Eventually -- a tour of 20 or more cities -- there are so many possible paths that even a supercomputer would take weeks, months, years to find the minimum path.
The explosive growth of possible paths makes TSP a kind of problem known as NP-Hard (for Non-Polynomial).
TSP obviously has practical real-world value, and many other NP-Hard problems also have important practical applications.
Finding a computational shortcut to problems like TSP is one of the most important unsolved problems in mathematics and computer science research.
Though no significant shortcuts have yet been discovered, it's been proved that any shortcut to TSP would also apply to all NP-Hard problems.

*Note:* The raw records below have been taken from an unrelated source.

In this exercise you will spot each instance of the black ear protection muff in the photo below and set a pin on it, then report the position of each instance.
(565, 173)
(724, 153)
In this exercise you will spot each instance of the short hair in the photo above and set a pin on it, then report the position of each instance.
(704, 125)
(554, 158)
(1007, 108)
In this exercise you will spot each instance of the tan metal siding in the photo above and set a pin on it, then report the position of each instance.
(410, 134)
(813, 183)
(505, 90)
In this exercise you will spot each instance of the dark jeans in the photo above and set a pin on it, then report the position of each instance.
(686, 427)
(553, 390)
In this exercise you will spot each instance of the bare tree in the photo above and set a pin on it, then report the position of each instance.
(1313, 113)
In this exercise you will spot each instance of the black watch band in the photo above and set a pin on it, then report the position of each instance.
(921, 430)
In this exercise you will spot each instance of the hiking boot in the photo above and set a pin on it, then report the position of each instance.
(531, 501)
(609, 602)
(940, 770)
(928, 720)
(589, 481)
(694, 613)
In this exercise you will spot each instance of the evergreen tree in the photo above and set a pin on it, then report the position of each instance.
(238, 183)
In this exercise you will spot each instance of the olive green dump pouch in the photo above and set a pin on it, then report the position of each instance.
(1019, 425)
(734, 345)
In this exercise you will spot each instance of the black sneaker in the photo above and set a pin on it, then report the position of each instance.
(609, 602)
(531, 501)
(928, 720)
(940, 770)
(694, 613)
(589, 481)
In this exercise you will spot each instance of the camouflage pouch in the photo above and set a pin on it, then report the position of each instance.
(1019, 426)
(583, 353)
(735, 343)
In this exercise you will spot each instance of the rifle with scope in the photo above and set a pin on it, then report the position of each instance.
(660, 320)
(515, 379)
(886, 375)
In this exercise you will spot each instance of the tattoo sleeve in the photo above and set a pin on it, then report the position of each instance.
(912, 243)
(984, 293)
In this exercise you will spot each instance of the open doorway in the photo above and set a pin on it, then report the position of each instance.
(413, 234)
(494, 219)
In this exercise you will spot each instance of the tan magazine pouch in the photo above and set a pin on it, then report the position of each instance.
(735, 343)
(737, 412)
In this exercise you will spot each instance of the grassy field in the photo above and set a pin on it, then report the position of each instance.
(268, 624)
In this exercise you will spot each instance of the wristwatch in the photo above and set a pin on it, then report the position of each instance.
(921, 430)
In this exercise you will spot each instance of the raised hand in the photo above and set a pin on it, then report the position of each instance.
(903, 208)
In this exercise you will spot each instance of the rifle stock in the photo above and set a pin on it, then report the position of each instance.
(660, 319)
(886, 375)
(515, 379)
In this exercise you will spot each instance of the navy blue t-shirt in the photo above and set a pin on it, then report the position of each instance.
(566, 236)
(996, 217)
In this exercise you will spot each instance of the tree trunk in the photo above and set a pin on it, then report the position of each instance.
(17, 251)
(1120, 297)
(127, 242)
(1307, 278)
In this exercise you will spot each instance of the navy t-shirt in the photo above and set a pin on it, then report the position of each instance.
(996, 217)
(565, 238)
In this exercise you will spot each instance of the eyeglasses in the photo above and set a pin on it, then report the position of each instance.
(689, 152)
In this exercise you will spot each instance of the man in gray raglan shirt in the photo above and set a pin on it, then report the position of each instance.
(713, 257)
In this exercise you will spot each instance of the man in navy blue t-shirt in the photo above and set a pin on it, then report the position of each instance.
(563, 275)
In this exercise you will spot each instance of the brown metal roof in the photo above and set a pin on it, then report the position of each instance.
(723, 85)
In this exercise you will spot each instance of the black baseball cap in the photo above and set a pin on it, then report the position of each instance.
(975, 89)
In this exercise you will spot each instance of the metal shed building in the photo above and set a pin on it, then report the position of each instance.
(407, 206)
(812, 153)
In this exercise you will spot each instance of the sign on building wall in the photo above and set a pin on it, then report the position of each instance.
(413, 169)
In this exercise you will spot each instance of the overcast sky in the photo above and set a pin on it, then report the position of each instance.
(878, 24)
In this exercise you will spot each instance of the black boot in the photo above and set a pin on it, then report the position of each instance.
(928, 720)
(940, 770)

If you're willing to settle for a Very Good Path (rather than the unique best path), there are techniques that will find a very good path in a short time, regardless of how many cities must be visited.
But the classic TSP requires finding the unique best path (or its mirror-image path).
p = c!
although in TSP, the real number of possible paths is
p = c! / 2
because each path is equal (in cost or distance) to its mirror-image opposite-direction path, so only one of them has to be computed and compared to the other paths.]
I'm working on a 13-city TSP. I estimate that it may take my computer the better part of a month to find the best path.
What I'll probably do is carve the problem into several shorter blocks and let others run them on their computers, then e-mail the results of each block back to me.
This approach is called Distributed Computing and has become an extremely powerful and important New Thing in computing during the last decade.